Arcaísmo: substantivo masculino. 1. Rubrica: linguística. Palavra, expressão, construção sintática ou acepção que deixou de ser usada na norma atual de uma língua [Em linguagens especiais, é comum a sobrevivência de algumas formas arcaicas (p.ex., na linguagem forense, na linguagem regional, entre locutores de idade avançada etc.); também podem ser utilizadas como recurso para recriar a atmosfera de uma época (p.ex., no romance histórico)]. (Dicionário eletrônico Houaiss da língua portuguesa; destaques meus)
Perceba-se que a definição do léxico sequer se avizinha de uma qualificação do fenômeno como “erro”; ao contrário, transige na sobrevivência do arcaísmo, quer como característica de linguagens especiais, quer como recurso literário.

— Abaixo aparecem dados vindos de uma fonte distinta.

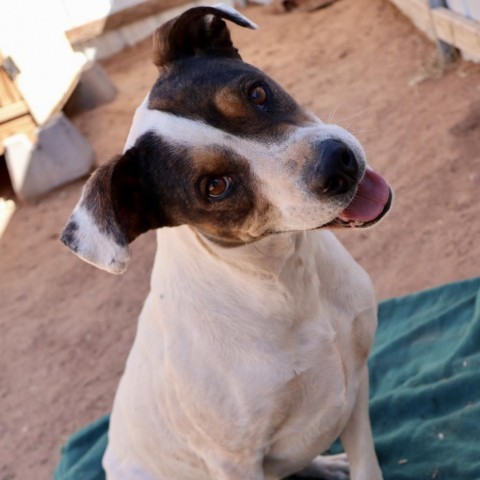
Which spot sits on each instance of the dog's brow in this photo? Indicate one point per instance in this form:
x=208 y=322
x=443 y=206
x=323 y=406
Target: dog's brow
x=194 y=133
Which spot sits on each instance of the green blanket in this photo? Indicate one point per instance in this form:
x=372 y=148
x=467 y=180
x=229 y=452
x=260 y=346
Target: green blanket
x=425 y=391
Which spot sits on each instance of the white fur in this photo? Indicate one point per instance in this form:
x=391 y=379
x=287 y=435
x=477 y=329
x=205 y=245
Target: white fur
x=222 y=385
x=96 y=247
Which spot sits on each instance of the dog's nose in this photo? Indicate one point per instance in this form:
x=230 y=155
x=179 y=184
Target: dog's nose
x=335 y=170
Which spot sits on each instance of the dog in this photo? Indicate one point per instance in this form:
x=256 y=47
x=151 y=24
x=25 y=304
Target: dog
x=250 y=357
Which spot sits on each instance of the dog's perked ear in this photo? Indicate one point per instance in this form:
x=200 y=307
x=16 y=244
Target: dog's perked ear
x=117 y=205
x=198 y=31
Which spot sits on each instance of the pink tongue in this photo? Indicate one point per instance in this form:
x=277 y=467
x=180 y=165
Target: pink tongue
x=369 y=201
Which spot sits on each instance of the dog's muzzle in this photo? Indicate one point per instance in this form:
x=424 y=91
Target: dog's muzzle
x=335 y=170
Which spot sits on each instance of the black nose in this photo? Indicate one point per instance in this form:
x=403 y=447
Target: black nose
x=335 y=170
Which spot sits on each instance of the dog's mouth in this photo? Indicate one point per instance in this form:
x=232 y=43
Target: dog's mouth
x=372 y=200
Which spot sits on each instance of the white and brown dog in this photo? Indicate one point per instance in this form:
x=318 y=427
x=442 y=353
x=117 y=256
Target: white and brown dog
x=251 y=351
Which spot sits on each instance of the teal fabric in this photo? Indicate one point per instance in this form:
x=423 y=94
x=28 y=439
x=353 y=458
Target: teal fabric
x=425 y=391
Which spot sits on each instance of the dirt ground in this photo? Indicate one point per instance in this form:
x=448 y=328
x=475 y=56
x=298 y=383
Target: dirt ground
x=66 y=327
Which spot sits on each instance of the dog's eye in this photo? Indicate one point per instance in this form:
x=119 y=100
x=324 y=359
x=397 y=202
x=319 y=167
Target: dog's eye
x=258 y=95
x=218 y=186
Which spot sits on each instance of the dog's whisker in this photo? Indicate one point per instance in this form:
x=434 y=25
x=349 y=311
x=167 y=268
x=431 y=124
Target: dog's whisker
x=354 y=117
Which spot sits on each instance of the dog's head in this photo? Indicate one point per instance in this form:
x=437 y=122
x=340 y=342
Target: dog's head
x=219 y=145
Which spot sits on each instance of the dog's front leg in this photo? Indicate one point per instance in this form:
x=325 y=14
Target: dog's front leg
x=357 y=439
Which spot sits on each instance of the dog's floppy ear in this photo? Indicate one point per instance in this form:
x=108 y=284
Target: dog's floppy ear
x=198 y=31
x=117 y=205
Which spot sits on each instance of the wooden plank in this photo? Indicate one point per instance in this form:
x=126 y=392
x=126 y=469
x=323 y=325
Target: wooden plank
x=443 y=25
x=419 y=13
x=121 y=18
x=13 y=110
x=457 y=30
x=24 y=124
x=8 y=91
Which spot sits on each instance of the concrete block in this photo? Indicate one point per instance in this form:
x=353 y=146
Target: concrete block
x=106 y=45
x=94 y=88
x=60 y=155
x=138 y=31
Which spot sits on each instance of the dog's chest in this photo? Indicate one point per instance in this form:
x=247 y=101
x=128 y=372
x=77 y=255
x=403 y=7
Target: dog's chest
x=231 y=368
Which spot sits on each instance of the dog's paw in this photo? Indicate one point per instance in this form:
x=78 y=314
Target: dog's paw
x=332 y=467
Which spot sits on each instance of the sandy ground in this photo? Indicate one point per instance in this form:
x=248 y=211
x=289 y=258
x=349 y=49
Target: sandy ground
x=66 y=327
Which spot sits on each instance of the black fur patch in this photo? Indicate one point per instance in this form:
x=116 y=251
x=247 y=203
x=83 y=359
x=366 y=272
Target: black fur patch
x=69 y=237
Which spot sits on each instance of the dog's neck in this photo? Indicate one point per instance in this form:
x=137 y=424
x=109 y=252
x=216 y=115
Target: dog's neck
x=265 y=258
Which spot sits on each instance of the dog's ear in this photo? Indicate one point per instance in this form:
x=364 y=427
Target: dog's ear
x=198 y=31
x=117 y=205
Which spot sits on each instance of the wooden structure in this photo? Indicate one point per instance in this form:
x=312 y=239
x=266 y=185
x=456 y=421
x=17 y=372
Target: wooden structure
x=15 y=116
x=444 y=25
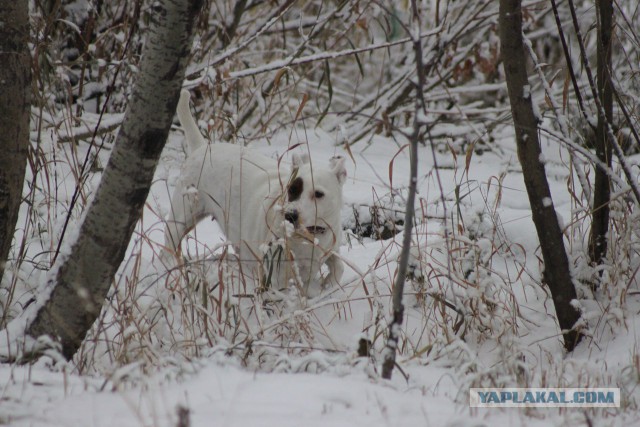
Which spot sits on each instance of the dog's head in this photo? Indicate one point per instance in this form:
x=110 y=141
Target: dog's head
x=314 y=197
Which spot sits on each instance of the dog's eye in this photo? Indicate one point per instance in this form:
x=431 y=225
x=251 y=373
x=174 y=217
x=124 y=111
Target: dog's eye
x=295 y=189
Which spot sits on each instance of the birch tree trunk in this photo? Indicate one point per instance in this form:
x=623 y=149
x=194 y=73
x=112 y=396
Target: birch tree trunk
x=85 y=274
x=15 y=100
x=556 y=274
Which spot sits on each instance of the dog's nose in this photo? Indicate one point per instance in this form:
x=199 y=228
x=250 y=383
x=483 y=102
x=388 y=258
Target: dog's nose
x=291 y=216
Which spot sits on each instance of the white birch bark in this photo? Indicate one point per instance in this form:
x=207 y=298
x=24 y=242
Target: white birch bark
x=85 y=275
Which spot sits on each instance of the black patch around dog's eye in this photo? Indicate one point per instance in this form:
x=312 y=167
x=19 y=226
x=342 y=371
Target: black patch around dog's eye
x=295 y=189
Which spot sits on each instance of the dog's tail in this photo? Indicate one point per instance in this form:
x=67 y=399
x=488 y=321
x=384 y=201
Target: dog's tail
x=191 y=131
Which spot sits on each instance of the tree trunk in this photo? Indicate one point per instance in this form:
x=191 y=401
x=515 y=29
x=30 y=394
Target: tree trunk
x=556 y=272
x=602 y=189
x=15 y=104
x=85 y=274
x=389 y=354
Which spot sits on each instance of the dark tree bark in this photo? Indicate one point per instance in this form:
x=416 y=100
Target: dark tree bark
x=84 y=275
x=556 y=272
x=15 y=103
x=602 y=187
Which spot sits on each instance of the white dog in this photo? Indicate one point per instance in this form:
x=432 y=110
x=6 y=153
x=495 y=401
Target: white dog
x=282 y=224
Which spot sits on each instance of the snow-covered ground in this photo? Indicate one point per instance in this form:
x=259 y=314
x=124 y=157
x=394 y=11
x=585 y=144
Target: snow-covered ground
x=297 y=365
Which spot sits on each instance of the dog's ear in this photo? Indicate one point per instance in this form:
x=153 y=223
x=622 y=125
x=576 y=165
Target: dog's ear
x=299 y=159
x=337 y=166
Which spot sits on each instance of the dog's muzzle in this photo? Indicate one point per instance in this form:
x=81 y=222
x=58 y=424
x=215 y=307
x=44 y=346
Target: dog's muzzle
x=316 y=229
x=292 y=217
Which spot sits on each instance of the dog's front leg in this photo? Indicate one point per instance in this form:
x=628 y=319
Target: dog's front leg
x=336 y=268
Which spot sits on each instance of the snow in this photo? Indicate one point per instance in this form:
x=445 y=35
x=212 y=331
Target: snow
x=476 y=312
x=331 y=385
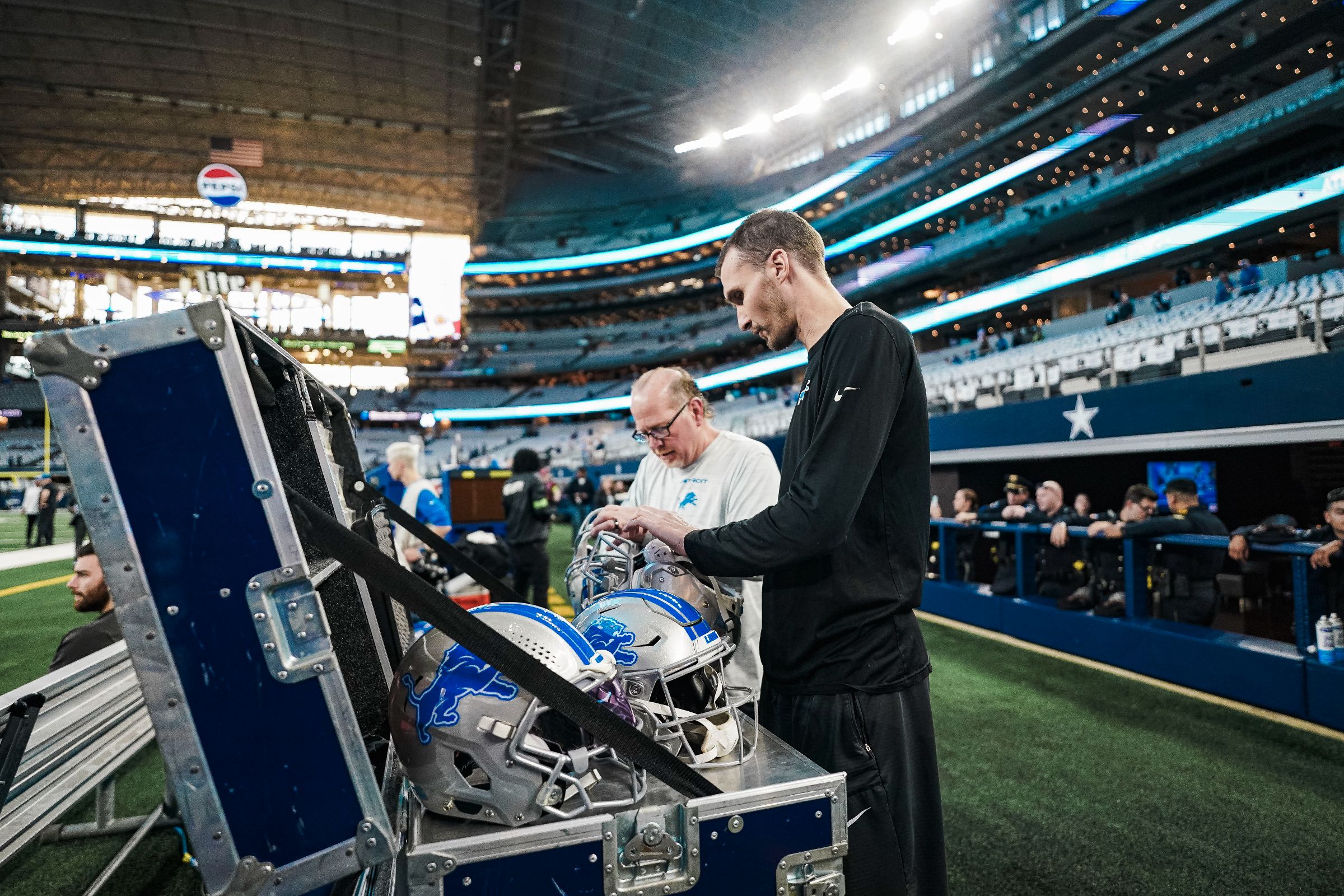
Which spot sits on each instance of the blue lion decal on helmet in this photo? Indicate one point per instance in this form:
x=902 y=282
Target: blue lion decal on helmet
x=609 y=634
x=459 y=675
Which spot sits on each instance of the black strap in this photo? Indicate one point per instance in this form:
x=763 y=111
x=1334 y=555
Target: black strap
x=366 y=561
x=24 y=718
x=431 y=538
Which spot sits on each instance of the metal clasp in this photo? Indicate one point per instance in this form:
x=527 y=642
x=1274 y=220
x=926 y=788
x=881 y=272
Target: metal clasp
x=655 y=850
x=291 y=625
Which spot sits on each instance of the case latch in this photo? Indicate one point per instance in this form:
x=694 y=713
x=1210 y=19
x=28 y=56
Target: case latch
x=291 y=625
x=655 y=850
x=818 y=872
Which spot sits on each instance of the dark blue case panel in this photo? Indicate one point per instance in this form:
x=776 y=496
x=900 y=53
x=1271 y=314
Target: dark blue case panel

Na linguagem regional brasileira, de norte a sul, e como bem assinalou o mestre Houaiss na sua primeira acepção do termo, é comum a incidência de arcaísmos. A razão da permanência destes traços antigos, sobretudo na fala regional, remonta à colonização. As marcas linguísticas do colonizador português que aqui aportou no século XVI são, curiosamente, mais parecidas com o falar ‘brasileiro’ atual que propriamente com o português hoje falado em Portugal – trocando em miúdos, o modo de falar de Cabral e Caminha era mais parecido com o do nosso falador comum do que com o do ‘seu’ Manuel, o português da padaria. Lá, na Corte, no último meio milênio, a língua experimentou um ritmo maior de modificações; aqui, na Colônia, manteve-se intacta por mais tempo. Por aqui, apenas no século XIX intentou-se abandonar esses aspectos antigos do português herdado dos primeiros colonizadores, numa cruzada a qual Manuel Bandeira, com ironia e autocrítica, iria se referir mais tarde como “macaquear a sintaxe lusíada”. No português-padrão, sob a batuta dos gramáticos e dos acadêmicos, alcançou-se o tal intento. Mas muitos aspectos arcaicos se conservaram nas variedades do português-não-padrão, especialmente nos regionalismos, porque a língua do povo simples, interiorano, é mais arcaizante que nas grandes cidades (pelas mesmas razões que foi mais arcaizante na Colônia do que na Corte). E conservaram-se, também, na literatura, notadamente após o movimento Modernista, pois assim pretendia a revolução estética e ideológica daquela corrente literária (vide a obra de Manuel Bandeira, Guimarães Rosa, Drummond, Mário e Oswald de Andrade, e tantos outros).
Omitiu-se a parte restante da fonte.